A retirada, de acordo com o anúncio de terça-feira, reduzirá a presença militar dos EUA no Iraque de 3.000 para cerca de 2.500 soldados, metade da força inicialmente implantada de 5.000. O antecessor de Miller, Mark Esper, que foi recentemente demitido por Trump, defendeu a manutenção de uma presença militar viável no Iraque.
A luta contra o ISIL
O Irã não é o único ator se beneficiando dos planos dos EUA, a luta contra o ISIL também deve sofrer com uma retirada americana. Embora a coalizão internacional anti-ISIL tenha anunciado a derrota do grupo armado em março de 2019, os combatentes desde então se reagruparam e continuam a ter abundantes ativos financeiros enquanto ainda geram milhões por meio do contrabando e extorsão
O ISIS tem sido capaz de usar os desenvolvimentos recentes no Iraque como oportunidades operacionais substanciais: protestos públicos generalizados desde outubro, a renúncia do governo e a estagnação política que se seguiu, as lutas internas sobre a morte dos EUA do líder das Forças de Mobilização Popular, Abu Mahdi al-Muhandis , e o retirada das forças dos EUA do Iraque ”, disse Husham al-Hashimi, pesquisador do Centro de Política Global.
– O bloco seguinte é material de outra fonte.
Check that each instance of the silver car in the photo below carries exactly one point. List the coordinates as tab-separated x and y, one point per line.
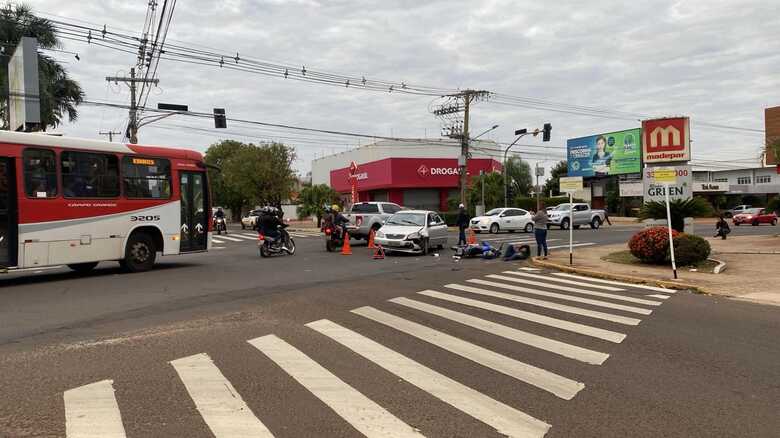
413	231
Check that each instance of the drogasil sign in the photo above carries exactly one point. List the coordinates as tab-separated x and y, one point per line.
425	171
665	140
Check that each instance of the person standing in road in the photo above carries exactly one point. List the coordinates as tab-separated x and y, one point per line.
541	220
462	223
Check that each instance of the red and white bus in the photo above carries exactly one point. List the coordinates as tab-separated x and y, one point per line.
75	202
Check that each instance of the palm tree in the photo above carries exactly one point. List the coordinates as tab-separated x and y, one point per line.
59	95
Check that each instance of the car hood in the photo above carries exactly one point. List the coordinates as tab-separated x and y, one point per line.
400	229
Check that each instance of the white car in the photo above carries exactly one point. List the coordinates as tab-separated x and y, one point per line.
506	219
414	231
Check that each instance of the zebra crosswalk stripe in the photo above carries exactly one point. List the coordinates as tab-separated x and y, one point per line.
576	299
564	281
358	410
607	335
91	411
218	402
620	319
562	387
505	419
619	283
540	342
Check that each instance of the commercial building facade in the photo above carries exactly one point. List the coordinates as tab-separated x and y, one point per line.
412	174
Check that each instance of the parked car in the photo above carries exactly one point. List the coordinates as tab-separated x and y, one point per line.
582	215
731	212
509	219
413	231
250	220
755	217
366	216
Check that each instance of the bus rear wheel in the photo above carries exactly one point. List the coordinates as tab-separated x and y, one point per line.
140	253
83	267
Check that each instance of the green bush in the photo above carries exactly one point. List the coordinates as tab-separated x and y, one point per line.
651	245
690	249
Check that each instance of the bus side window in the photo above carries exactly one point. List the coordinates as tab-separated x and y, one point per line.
89	175
40	173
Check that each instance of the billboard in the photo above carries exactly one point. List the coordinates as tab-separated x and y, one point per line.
614	153
666	140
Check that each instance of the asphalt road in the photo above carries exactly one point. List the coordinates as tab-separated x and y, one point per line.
172	343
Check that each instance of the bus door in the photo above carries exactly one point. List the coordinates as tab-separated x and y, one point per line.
194	211
8	233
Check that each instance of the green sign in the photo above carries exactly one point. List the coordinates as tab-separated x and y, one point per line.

A pandemia COVID-19 desempenhou um papel significativo nesses desenvolvimentos, forçando a coalizão internacional a suspender o treinamento de soldados iraquianos para evitar surtos entre as tropas no início de 2020.
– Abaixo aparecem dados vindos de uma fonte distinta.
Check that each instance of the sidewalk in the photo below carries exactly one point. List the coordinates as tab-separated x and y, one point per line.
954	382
“Poucos tiveram mais sucesso em tirar proveito da pandemia do que o Estado Islâmico”, disse Colin P Clarke, pesquisador sênior do Centro Soufan.
Embora o treinamento tenha sido retomado desde então, países como a Alemanha reduziram drasticamente o número de pessoal de treinamento, em detrimento da missão.
Nesse ínterim, centenas de combatentes armados se retiraram para áreas remotas e escassamente povoadas, como a província de Salah al-Din, de onde ainda lançam ataques devastadores.
Com uma maior redução da presença dos EUA e o subsequente vácuo criado, um aumento nas atividades do grupo armado é provável, diz Pollock, argumentando que: “A quantidade e a gravidade de tais ataques certamente aumentariam na ausência da pressão militar dos EUA e aliados”.
Como tal, a combinação do declínio da autoridade do governo iraquiano e o vácuo que uma retirada dos EUA poderia criar pode colocar em risco um dos principais estados do Oriente Médio – com o Irã e o ISIL potencialmente se tornando os beneficiários imediatos de uma nova descida.